Ethics related to AI – updated CIPP/E exam
The IAPP – International Association of Privacy Professionals has launched the CIPP/E and #CIPT beta versions, at a 50% discount
This #cippe beta exam will also be testing updated content on Ethics related to AI
One document that is worth reading is ‘Ethics guidelines for trustworthy AI’ (High-Level Expert Group on AI, EU Commission, 2019)
Below you’ll find a summary of this document
ETHICS IN ARTIFICIAL INTELLIGENCE[1]
AI has the potential to significantly transform society and it is a means to increase human flourishing. AI systems (AIS) need to be human-centric, and developers should seek to maximise the benefits of AI solutions while preventing and minimising their risks
Trustworthy AI
Trustworthiness is a prerequisite for people and societies to develop, deploy and use AIS.
Trustworthy AI has three components: lawful, ethical and robust AI
– Lawful AI: AI must comply with all applicable laws and regulations. In the EU it means complying with EU primary law (TEU, TFEU, CFR) secondary law (GDPR, Product Liability Directive, etc), human rights conventions (ECHR), and EU MS laws.
– Ethical AI: AI must ensure adherence to ethical principles and values.
– Robust AI: AIS must contain safeguards to prevent any unintended adverse effects or harms. This applies both from a technical perspective (ensuring the system’s technical robustness as appropriate in a given context, such as the application domain or life cycle phase) and from a social perspective (considering the context and environment in which the system operates)
1.- Foundations of Trustworthy AI
AI ethics focuses on the ethical issues raised by the development and deployment of AI. It tries to identify how AI can advance or raise concerns to the good life of individuals, whether in terms of quality of life, or human autonomy and freedom necessary for a democratic society.
– Fundamental rights as moral and legal entitlements. AI ethics based on the fundamental rights enshrined in the EU treaties, CFR and international human rights law. Respect for fundamental rights, within a framework of democracy and the rule of law, provides the most promising foundations for identifying abstract ethical principles and values, which can be operationalised in the context of AI.
– Fundamental rights as a basis of trustworthy AI. Many fundamental rights are enforceable under EU law: a) respect for human dignity: every human being possesses an ‘intrinsic worth’, which should never be compromised by others.

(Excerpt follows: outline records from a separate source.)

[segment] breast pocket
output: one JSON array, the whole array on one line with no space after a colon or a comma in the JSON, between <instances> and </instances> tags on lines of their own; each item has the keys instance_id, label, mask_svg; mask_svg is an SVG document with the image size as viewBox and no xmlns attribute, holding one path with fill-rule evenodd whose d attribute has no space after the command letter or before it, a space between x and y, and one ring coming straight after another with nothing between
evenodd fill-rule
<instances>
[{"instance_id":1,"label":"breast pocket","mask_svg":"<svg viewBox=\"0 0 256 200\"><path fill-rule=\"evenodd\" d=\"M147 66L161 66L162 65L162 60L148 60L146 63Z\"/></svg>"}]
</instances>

AIS should not treat human beings as objects to be sifted, scored, conditioned or manipulated; b) freedom of the individual: human beings should remain free to make life decisions for themselves; c) respect for democracy, justice and the rule of law: AIS should serve to maintain and foster democratic processes and respect the plurality of values and life choices; d) equality, non-discrimination and solidarity: AIS cannot generate unfairly biased outcomes; e) citizens’ rights: AIS have the potential to improve the scale and efficiency of government in the provision of public goods, but also to negatively impact them
Ethical principles in the context of AI systems.
4 ethical principles that must be respect to ensure that the AI systems are developed and deployed in a trustworthy manner.
- a) Respect for human autonomy: AIS should not unjustifiably subordinate, coerce, deceive, manipulate, condition or herd humans, and they should leave meaningful opportunity for human choice
- b) Prevention of harm: AIS should neither cause not exacerbate harm or otherwise affect human beings. AIS must be safe and secure, technically robust and ensure that they are not open to malicious use.
- c) Fairness: i) substantive dimension: ensuring equal and just distribution of benefits and costs and ensuring that individuals and groups are free from unfair bias. AIS should not create or reproduce unfair biases. ii) procedural dimension: ability to contest and seek effective redress against decisions made by AIS
- d) Explicability: processes need to be transparent, the capabilities and purposes of AIS openly communicated and decisions explainable to those directly and indirectly affected by them. Without such information a decision cannot be duly contested.
Tensions may arise between the principles: e.g. principle of prevention of harm and the principle of human autonomy in predicting policing. But certain fundamental rights and principles are absolute and cannot be balanced (e.g. human dignity)
2.- Realisation of Trustworthy AI:
Implement the 7 key requirements: i) human agency, and oversight; ii) technical robustness and safety; iii) privacy and data governance; iv) transparency; v) diversity, non-discrimination, and fairness; vi) societal and environmental wellbeing; and vii) accountability
Requirements of trustworthy AI
Stakeholders: developers, deployers, end-users, broader society
i.- Human agency and oversight
AIS should support human autonomy and decision-making, as prescribed in the principle of respect for human autonomy. AIS should support:
– Fundamental rights: AIS can enable and hamper fundamental rights. In situations where such a risk exists, a fundamental rights impact assessment is advised.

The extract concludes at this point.